In Kitchen v Brandt Tractor Ltd., the plaintiff was given four (4) weeks working notice of termination. Before the working notice period expired, the employer offered the plaintiff a further eight (8) weeks of working notice. The plaintiff refused. The New Brunswick Queen’s Bench Court reduced the plaintiff’s damages by eight (8) weeks due to the plaintiff’s unreasonable failure to accept the additional working notice. The Court found that the plaintiff failed to lead evidence that objectively showed that the termination of his employment by a colleague rather than his supervisor was embarrassing and humiliating. In addition, the plaintiff failed to offer examples to prove his claim that accepting re-employment from the dismissing employer would have created a hostile workplace.

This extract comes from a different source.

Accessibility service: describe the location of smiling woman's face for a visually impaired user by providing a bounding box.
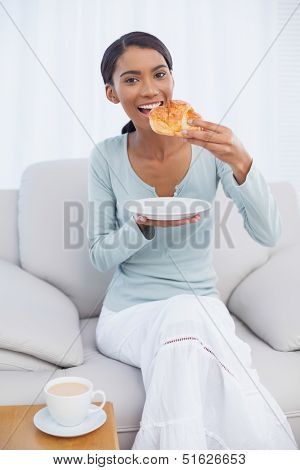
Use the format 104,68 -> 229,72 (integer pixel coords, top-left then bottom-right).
106,46 -> 174,129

In Davies v Fraser Collection Services Ltd., the plaintiff employee was “temporarily” laid off due to a lack of work stemming from the company’s loss of a major client. Two months after the layoff, the defendant recalled the plaintiff, but the plaintiff ignored the offer and sued for damages. The court held that the layoff was a constructive dismissal (the Plaintiff did not agree to the lay-off and there was no contractual authority to allow for a temporary lay-off), and that the plaintiff was entitled to damages. The court found that the plaintiff would have been entitled to 6.5 months’ notice but held that by declining to return to work the plaintiff failed to mitigate his damages because “there were no conditions arising out of factors such as humiliation, embarrassment, or hostility in the workplace that would render the return to work unreasonable”. The court reduced the damages to two (2) months’ salary from the time of the lay-off until the time the offer of recall was made.
Conclusion
There is no doubt that employees have a duty to mitigate by accepting re-employment with the dismissing employer in appropriate cases. The onus is on the employer to prove that an employee has failed to mitigate. Where an offer of employment is made by the dismissing employer, the onus shifts to the employee to demonstrate why they should not be expected to accept the offer. Employers in a position to offer alternative employment or re-hire should consider doing so to reduce their wrongful dismissal liabilities.